How to Know Your Audience and Create Buyer Personas

When creating content, it's vital to know your audience.
Creating a buyer persona is a great way to get to know your audience.

In day-to-day life, we always know our audiences. You know your one friend is clueless about sports but is a Star Wars fanatic, so you don't talk to him about the NBA finals. Your girlfriend's sense of humor might revolve around sarcasm, so you won't get caught telling her knock knock jokes.

When we get to know people, we learn how to talk to them. As a content marketer, it's important to apply this same principle to your audience in writing or any other form of content that you create.

Know Your Audience

A common mistake I made when I was new to content creation was delivering the same message to everyone, regardless of who they were. If I was promoting a new faucet, I would be tempted to use the same messaging for both homeowners and contractors.

But that would never work. Homeowners would care about how the faucet looked and how water efficient is was. Contractors cared more about ease-of-installation. Writing for one audience was totally different than writing for another.

Writing for the wrong audience is like firing off target. It won't be effective in gaining their interest, and certainly won't convert them or drive them to action.
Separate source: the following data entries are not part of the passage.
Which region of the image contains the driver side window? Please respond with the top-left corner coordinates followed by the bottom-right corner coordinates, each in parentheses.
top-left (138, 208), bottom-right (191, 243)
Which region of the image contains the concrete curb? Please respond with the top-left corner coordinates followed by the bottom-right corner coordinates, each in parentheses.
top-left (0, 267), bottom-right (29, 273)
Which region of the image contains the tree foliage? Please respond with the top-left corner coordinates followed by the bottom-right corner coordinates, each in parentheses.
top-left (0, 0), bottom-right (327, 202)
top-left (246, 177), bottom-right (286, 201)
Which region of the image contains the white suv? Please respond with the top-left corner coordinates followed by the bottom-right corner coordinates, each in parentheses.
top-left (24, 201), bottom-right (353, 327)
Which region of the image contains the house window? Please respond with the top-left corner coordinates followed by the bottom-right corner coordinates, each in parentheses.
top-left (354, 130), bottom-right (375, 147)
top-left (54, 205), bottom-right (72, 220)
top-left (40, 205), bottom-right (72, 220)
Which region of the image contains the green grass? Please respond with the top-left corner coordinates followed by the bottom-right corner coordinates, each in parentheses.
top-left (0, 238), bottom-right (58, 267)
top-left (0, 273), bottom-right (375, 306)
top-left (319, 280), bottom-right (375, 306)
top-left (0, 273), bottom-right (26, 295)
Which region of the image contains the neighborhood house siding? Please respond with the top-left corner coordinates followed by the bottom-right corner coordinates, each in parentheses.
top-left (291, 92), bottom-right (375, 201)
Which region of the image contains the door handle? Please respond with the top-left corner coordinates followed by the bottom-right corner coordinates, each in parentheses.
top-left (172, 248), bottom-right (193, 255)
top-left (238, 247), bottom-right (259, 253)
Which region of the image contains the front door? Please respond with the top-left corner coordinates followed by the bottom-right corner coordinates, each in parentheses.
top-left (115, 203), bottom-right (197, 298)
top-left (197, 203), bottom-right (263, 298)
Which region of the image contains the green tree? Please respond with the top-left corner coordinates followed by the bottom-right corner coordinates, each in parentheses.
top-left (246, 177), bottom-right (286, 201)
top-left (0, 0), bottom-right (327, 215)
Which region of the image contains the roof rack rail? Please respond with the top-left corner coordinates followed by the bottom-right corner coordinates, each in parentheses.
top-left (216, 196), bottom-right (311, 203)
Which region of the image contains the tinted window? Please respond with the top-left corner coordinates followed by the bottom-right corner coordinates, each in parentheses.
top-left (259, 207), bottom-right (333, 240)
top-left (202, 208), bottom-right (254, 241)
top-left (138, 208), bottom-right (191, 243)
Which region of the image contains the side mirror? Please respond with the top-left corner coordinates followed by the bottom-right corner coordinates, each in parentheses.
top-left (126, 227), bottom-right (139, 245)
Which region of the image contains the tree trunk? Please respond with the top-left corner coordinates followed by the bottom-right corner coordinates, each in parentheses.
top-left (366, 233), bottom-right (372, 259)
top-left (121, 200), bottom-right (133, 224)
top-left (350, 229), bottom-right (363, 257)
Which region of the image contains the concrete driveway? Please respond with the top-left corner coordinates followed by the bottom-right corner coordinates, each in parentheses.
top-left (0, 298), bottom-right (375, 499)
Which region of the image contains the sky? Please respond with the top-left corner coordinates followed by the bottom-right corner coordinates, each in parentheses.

So how do you know your audience? Keyword: Personas.

Creating Personas

HubSpot defines buyer personas as "fictional, generalized representations of your ideal customers." This is, of course, a marketing concept, but it applies to all content creators, even if you just like blogging as a hobby. Who is your ideal audience?

Brainstorm

The first part of knowing your audience is brainstorming who that audience might include. Suppose you sell basketball shoes. Who are you targeting? Are they male or female? Young or old? People from the city or the country? What other hobbies might they have? You probably wouldn't target people living in a rural retirement home.

Similarly, suppose you blog about science fiction. Would a basketball fan page on Facebook be the best place to promote that? Probably not.

Brainstorming can take you far in determining your audience, but you shouldn't base everything on speculation.

Research

You need to go out and talk to people. Start with existing customers or die-hard fans. Reach out to them and ask them about their hobbies, passions, occupations, goals and pain points.

The latter two items--goals and pain points--are particularly important because those are what your content will try and solve. To return to the basketball shoe example, suppose your interviewee wants to reduce slippage on the court. You might start promoting your shoes' traction in your content. What if one of your science fiction readers wants to see more about Star Trek in your content? You might film a video comparing Captain Picard to Captain Kirk!

Apply

The final step is synthesizing the results of your brainstorming and research to actually create a buyer persona. Make a list of the persona's background, demographics, goals and challenges. Then, have a section with ideas of how you can capitalize on this knowledge. HubSpot offers a free buyer persona template.

You can even name your persona. In our example, you might name him basketball player Blaine. The benefit of naming your persona is you can better visualize an imaginary person when creating your content.

Once you know your audience and have created your buyer personas, your content will automatically improve because it will be relevant and interesting to whichever audience you are courting.